Edward ne répondit rien, se contentant de baisser la tête en se disant qu'il l'avait bien mérité. Il laissa cependant Roy en plan au milieu du couloir pour se mettre à la recherche du contrôleur, le trouvant dans le wagon juste avant la locomotive.
-Bonjour, je peux vous demander un service ? questionna Edward soulagé de voir qu'il avait une fois encore affaire au même contrôleur que d'habitude.
-Bien sûr, je ferais mon possible.
-Génial, alors voilà, commença l'alchimiste en expliquant sans ajouter de détails ce qu'il attendait du contrôleur.
L'homme approuva avec un fin sourire avant de composter les billets et les rendre à l'alchimiste qui alla rejoindre le wagon restaurant et son amant qui l'y attendait bien sagement.
-Tu viens ? interrogea Edward.
Roy ne répondit rien, soufflant en se levant avant d'attraper la valise.
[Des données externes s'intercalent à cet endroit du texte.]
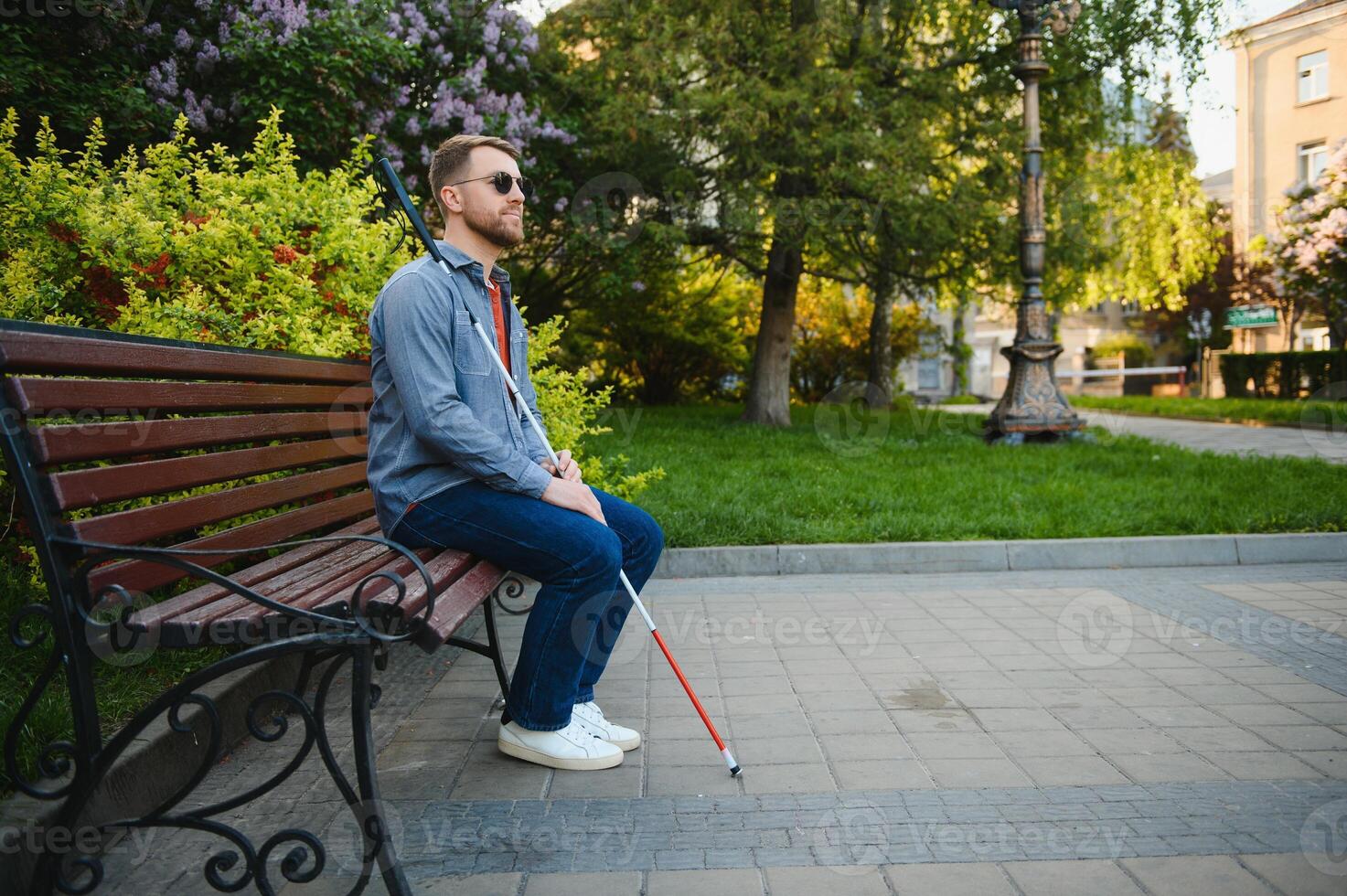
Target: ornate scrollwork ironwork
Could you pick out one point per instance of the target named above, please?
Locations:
(358, 622)
(270, 717)
(513, 586)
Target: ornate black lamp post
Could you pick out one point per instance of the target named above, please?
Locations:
(1032, 406)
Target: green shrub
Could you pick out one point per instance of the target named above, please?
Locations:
(1281, 375)
(1136, 350)
(205, 245)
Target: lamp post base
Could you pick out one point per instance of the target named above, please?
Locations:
(1032, 409)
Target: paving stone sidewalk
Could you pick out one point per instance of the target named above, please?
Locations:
(1224, 438)
(1153, 731)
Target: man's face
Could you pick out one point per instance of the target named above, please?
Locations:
(497, 218)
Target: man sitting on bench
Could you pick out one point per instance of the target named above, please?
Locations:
(454, 464)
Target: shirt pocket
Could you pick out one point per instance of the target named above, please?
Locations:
(518, 352)
(469, 352)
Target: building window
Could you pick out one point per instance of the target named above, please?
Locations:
(928, 373)
(1310, 161)
(1312, 77)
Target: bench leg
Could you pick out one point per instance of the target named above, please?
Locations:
(378, 838)
(493, 645)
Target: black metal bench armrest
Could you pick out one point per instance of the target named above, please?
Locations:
(100, 551)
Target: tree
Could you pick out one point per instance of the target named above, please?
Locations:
(782, 108)
(1309, 247)
(1147, 229)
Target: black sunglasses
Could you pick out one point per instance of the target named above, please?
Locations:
(503, 181)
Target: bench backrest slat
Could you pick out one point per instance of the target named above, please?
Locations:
(71, 443)
(290, 525)
(94, 421)
(34, 347)
(70, 398)
(173, 517)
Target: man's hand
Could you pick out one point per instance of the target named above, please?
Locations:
(570, 469)
(574, 496)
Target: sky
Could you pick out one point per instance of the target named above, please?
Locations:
(1210, 105)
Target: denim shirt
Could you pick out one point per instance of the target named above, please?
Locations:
(442, 414)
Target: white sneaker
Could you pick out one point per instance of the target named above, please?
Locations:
(572, 747)
(593, 719)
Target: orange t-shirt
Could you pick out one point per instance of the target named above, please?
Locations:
(498, 315)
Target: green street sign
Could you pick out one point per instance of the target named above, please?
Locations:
(1253, 315)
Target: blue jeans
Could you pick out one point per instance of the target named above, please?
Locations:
(581, 605)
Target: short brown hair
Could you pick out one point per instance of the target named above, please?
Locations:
(452, 158)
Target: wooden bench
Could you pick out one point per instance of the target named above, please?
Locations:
(94, 421)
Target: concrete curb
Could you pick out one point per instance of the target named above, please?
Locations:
(993, 557)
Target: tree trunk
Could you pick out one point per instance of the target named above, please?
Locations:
(882, 338)
(769, 383)
(959, 347)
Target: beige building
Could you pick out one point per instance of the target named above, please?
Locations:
(1290, 110)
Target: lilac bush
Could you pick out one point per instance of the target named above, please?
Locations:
(1310, 244)
(410, 71)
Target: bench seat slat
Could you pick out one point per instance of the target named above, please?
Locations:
(281, 527)
(30, 352)
(235, 614)
(70, 397)
(457, 603)
(102, 484)
(71, 443)
(256, 576)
- Les compartiments sont par-là, déclara Roy en voyant Edward partir à l'opposé de la direction habituelle.
-Pas aujourd'hui, affirma Edward avec un sourire fier. Je nous ai pris un privatisé, je sais que tu n'aimes pas les trajets en train, donc je m'étais dit qu'un excès de confort ne pouvait pas faire de mal. Roy regarda Edward, surpris par cette initiative.
Il observa le blond qui ouvrait la marche, le suivant jusqu'à leur compartiment privé, laissant Edward ouvrir la porte avant d'y entrer.
-En plus, j'ai composté les billets, on ne sera pas dérangés, avoua dans un souffle Edward avec un sourire.
Roy observa Edward fermer la porte avec un fin sourire avant de se jeter sur ses lèvres. Edward savoura le baiser avant d'en prendre les commandes. Plaquant Roy contre la paroi du compartiment, l'embrassant avec passion tandis que d'un geste assuré, il ferma le compartiment à clé, profitant du mouvement de départ du train pour pousser Roy sur la banquette avant de s'installer au dessus de lui. Roy l'observa, les yeux quelque peu surpris et rieurs qu'Edward prenne les commandes ainsi.
-C'est moi qui commande jusqu'à notre arrivée, souffla Edward en se penchant à l'oreille de Roy avant de lui embrasser les lèvres avec passion tandis que ses mains se glissaient habillement sous sa chemise.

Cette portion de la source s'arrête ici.